Chapter 23 : POV Rissa

279 49 10
                                    

Seminggu kemudian..

Sudah seminggu berlalu. Bukannya aku berhasil menenangkan diri malah sebaliknya. Disinilah aku, berada di ruang rawat inap kelas VIP karena Ansel mengalami kecelakaan dan menyebabkan patah tulang.

Adzab suami dzolim itu ya gini. Pas lagi Seneng-senengnya aja lupa. Giliran dapat musibah ingat anak istri. Kalau kalian pikir aku kasihan sama dia. Jawabannya enggak. Sekalipun dia itu suami.

Mengingat apa yang sudah dia lakukan sama aku selama ini memang fatal dan keterlaluan. Bayangin aja, selama ini dia sudah nggak bertanggung jawab. Sudah gitu ngekang aku nggak boleh kerja.

Aku nggak habis pikir kenapa dia begitu. Ntah karena melihat aku kerja sama mantan atau gimana, jujur, aku marah banget waktu di larang bekerja.

"Riss.."

Tatapanku langsung beralih ke wajahnya. Dia menatapku sendu dengan rasa bersalah. Wajahnya memang pucat meskipun kadar ketampanannya tidak berkurang. Tapi percuma juga ganteng kalau taunya nyakitin. Aku mah udah bodo amat dan mentah di buatnya.
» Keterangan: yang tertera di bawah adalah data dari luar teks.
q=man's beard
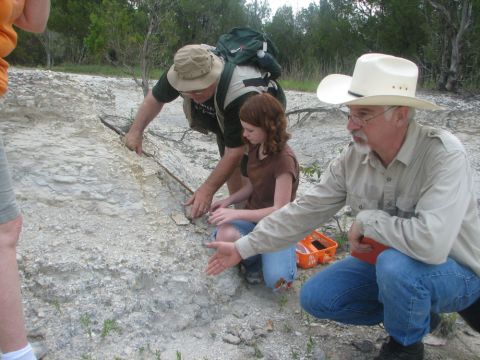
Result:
[351,130,372,155]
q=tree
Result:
[426,0,473,92]
[245,0,271,31]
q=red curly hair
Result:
[240,93,290,155]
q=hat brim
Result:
[317,74,442,110]
[167,55,223,91]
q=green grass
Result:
[31,64,319,92]
[280,78,320,92]
[50,64,162,80]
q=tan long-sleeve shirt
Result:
[235,122,480,276]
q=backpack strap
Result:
[215,61,236,109]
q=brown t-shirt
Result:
[246,144,299,209]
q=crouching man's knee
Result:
[0,215,22,252]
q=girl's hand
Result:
[210,198,230,212]
[208,208,241,225]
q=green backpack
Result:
[213,27,283,109]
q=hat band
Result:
[348,90,363,97]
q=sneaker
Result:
[430,312,442,334]
[458,298,480,332]
[374,336,423,360]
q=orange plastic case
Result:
[296,230,338,269]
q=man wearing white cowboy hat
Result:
[125,45,285,218]
[207,54,480,359]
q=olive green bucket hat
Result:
[167,45,223,91]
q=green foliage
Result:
[80,314,92,338]
[51,63,163,80]
[307,336,315,354]
[300,160,322,180]
[9,0,480,91]
[278,294,288,311]
[101,319,122,339]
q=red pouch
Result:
[351,237,388,265]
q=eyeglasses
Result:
[179,88,208,96]
[347,106,398,126]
"Kamu mau makan? Aku suapin." tanyaku padanya. Masih bersikap baik mau nawarin dia makan meskipun rasanya berat.

"Enggak. Aku cuma mau ngobrol sama kamu."
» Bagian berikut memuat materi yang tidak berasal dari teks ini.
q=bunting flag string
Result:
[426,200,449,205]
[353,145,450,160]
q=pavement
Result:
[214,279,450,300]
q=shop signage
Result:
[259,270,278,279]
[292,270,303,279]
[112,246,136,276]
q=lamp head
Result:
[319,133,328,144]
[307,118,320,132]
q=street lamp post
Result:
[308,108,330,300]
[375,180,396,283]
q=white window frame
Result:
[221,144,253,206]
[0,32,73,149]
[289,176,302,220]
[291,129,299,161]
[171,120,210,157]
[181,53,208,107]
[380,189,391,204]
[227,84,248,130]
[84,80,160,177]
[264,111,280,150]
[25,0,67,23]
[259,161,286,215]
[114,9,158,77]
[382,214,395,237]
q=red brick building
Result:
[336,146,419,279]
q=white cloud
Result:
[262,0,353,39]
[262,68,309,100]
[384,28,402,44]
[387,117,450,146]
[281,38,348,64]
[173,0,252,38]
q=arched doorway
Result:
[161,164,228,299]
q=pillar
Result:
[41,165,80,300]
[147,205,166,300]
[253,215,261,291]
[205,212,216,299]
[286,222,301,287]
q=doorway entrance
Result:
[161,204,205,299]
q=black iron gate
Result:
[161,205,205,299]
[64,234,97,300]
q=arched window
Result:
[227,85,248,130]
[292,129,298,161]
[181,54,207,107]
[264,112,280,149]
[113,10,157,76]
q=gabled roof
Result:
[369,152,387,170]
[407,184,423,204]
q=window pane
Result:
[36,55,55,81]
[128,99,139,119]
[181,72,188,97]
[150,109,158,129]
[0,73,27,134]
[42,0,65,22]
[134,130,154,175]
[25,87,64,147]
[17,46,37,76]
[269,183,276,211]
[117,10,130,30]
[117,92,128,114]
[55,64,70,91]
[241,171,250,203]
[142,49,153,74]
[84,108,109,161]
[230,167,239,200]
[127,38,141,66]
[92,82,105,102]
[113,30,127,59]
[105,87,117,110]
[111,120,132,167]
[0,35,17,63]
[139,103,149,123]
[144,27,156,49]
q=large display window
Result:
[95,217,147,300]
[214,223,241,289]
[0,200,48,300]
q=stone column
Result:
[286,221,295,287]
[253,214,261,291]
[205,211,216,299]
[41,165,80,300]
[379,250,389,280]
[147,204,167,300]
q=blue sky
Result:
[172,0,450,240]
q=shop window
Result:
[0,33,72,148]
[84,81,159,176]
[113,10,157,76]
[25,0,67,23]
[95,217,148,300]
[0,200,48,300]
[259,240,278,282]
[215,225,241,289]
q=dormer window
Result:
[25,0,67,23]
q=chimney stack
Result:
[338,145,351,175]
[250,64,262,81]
Sesaat, aku menatapnya. Tapi lama-lama malah terasa menjengkelkan karena teringat semua perbuatannya.

"Maaf ya, selama ini aku sudah jahat sama kamu."
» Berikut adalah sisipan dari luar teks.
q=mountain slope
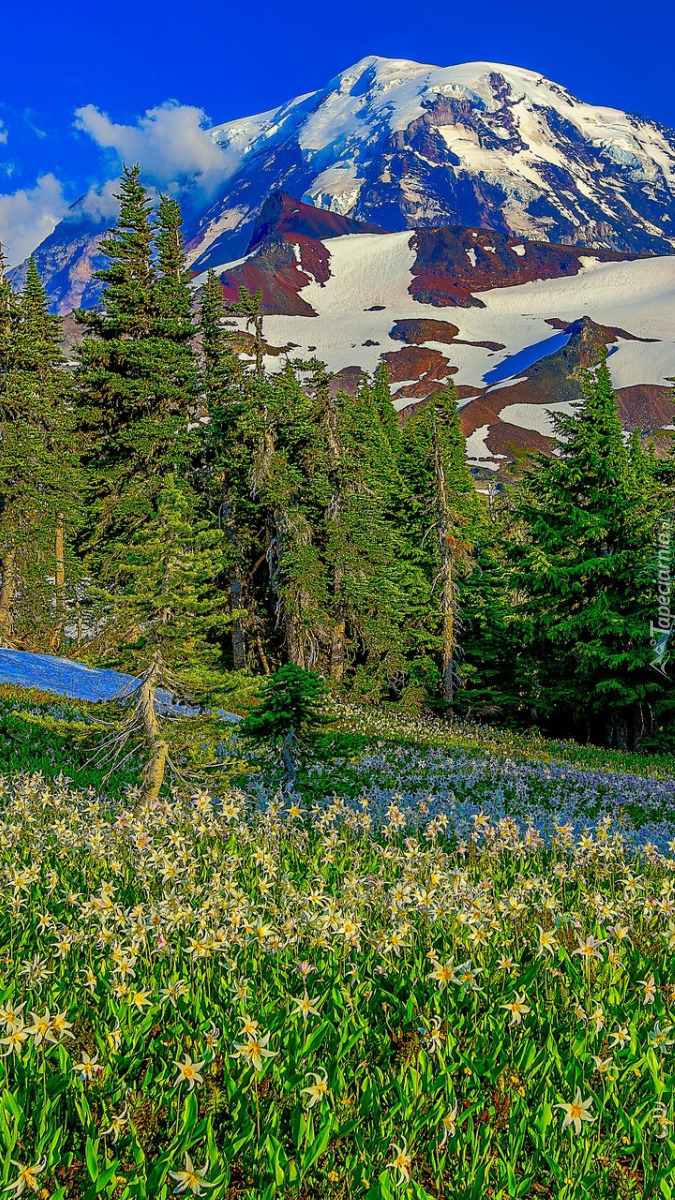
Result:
[19,56,675,311]
[207,222,675,472]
"Kamu begini karena lagi sakit. Nanti kalau sudah sembuh, jahatnya bakal balik lagi."

"Kok gitu?"

"Kamu masih nanya juga? Giliran sakit hubungin anak istri. Kemarin-kemarin kemana aja?"

Tiba-tiba Ansel memegang tanganku. Kalau nggak di infus, mau aku potong aja tangan dia. Di kira aku masih sudi apa dipegang kayak gini sedangkan tangannya itu nggak pernah bisa setia memegang tanganku sampai mati?

Tangannya itu tangan-tangan gatal. Punya tangan bukannya di pakai buat yang baik-baik malah di pakai nge grepe-grepe yang haram.

"Kerja dan selingkuh."

Dengan cepat aku langsung menarik tanganku. Bahkan aku tidak perduli walaupun wajahnya mengernyit kesakitan karena tanpa sengaja aku menyenggol infus di tangannya.

"Kenapa sih kamu ngekang aku? Harus ya aku bertahan sama orang yang sudah jelas-jelasnya nyakitin aku?"

"Aku nggak suka kamu kerja sama mantan kamu."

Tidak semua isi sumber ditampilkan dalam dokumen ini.